Estimation of forest canopy height and above-ground biomass using ICESat full waveform data: a case study in Changbai Mountain, China

Abstract

Light Detection and Ranging (LiDAR) system has a unique capability for estimating accurately forest canopy height, which has a direct relationship and can provide better understanding to the aboveground carbon storage. This study aimed to test the capacity of large-footprint full waveform LiDAR for estimating forest canopy height and aboveground biomass in the cool temperate forest over sloped terrain. The full waveform data of the Geoscience Laser Altimeter System (GLAS) onboard the Ice, Cloud, and land Elevation Satellite (ICESat) was used to achieve the aim in Wangqing of Changbai Mountain.
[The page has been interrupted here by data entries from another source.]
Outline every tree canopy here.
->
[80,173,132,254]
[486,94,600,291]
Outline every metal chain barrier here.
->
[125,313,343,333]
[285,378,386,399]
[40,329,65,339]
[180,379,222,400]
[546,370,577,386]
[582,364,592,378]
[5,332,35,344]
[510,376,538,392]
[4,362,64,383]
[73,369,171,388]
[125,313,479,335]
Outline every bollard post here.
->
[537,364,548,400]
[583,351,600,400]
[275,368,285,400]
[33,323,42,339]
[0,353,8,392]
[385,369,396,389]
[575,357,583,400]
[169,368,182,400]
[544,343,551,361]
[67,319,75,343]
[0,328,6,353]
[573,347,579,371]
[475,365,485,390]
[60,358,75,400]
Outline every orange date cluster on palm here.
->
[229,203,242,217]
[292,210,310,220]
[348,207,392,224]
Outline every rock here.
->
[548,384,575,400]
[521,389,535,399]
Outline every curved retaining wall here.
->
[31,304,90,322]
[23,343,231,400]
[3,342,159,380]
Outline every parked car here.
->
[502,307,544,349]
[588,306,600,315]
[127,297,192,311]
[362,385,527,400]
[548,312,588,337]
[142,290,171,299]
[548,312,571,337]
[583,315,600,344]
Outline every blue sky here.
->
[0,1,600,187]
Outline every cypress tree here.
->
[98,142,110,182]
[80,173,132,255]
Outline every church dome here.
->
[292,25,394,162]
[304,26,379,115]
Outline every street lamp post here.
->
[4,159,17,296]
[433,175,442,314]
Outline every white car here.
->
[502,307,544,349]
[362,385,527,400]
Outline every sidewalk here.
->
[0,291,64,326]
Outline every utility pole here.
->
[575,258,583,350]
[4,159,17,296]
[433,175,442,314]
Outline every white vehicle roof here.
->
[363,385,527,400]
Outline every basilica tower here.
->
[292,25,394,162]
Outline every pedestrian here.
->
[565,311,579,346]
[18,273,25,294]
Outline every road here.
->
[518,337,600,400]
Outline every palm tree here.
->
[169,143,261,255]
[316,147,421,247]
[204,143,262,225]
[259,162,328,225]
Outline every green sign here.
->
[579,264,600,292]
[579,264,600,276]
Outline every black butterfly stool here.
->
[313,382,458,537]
The maximum canopy height was first regressed as a function of waveform extent and the elevation change for evaluating the Lefsky's model. Then an improved model of maximum forest canopy height against the logarithm of waveform extent and the elevation change was tested for improving the accuracy of forest canopy height estimation. Finally the aboveground forest biomass was related to ICESat-derived maximum canpy height from the improved model. The results showed that the Lefsky's model and the improved model explained 51% and 74% of variation of maximum canopy height for the terrain slope range of 0~15°, respectively, and the improved model performed better than the Lefsky's model for estimating forest maximum canopy height over the sloped terrain. The ICESat-derived maximum canpy height from the improved model explained 52% of variation of the aboveground forest biomass. The results indicated that the ICESat-GLAS full waveforms are promising for estimating maximum forest canopy height and aboveground biomass in the study area.